Barnet Council has officially signed off almost £450million worth of public services to Capita in two landmark deals.

Capita will take over the authority’s back office functions and customer services in two contracts worth £320million and £126million respectively.

But more than 500 council staff face being moved to Capita offices across the country and face losing their jobs under a gradual redundancy plan.

The authority finalised the deals in November and May but was forced to delay their implementation following a legal challenge by campaigners.

The contracts form a major part of the council’s controversial One Barnet scheme, under which more than £700million worth of services will be sold off to the private sector.

In finalising the latest agreements, the council has become the first in the country to outsource its services on such a scale as a way of combating cuts from government.

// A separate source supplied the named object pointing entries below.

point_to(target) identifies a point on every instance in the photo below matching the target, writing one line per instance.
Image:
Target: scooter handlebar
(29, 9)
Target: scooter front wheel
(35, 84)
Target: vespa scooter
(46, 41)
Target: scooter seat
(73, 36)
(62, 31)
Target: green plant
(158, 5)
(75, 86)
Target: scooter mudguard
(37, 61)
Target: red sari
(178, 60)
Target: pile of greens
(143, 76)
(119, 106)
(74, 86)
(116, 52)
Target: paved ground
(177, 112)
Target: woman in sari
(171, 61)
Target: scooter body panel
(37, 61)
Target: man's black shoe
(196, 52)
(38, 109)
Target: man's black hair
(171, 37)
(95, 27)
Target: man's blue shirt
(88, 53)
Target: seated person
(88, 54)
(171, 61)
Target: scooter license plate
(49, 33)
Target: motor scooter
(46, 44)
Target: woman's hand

Council leader Richard Cornelius says the contracts will save in the region of £165million over the next decade, arguing the authority has no choice if it is to meet budget cuts of £56million before 2015.

Opponents say the authority is “gambling” with taxpayers’ money and attempted to block the contracts with a judicial review in March, which was dismissed because it was brought out of time.

An appeal against the initial High Court ruling failed last week, freeing up the authority to sign off the agreements with the business processes firm.

Under the back office functions contract, a total of 514 positions will be put under the control of Capita, which plans to move almost 200 roles to some of its specialist centres across the country – some as far away as Carlisle and Sheffield.

A total of 175 people will be made redundant under the contract by 2023.

Cllr Cornelius said: “I am delighted that we are finally able to get on with delivering these savings to the Barnet taxpayer.

“Residents’ expectations for council services are growing, even as we have to deal with tighter budgets.

“Our strategic contracts with Capita aren’t about giving the same for less. They are based around improving and developing the services we have on offer over the next ten years.”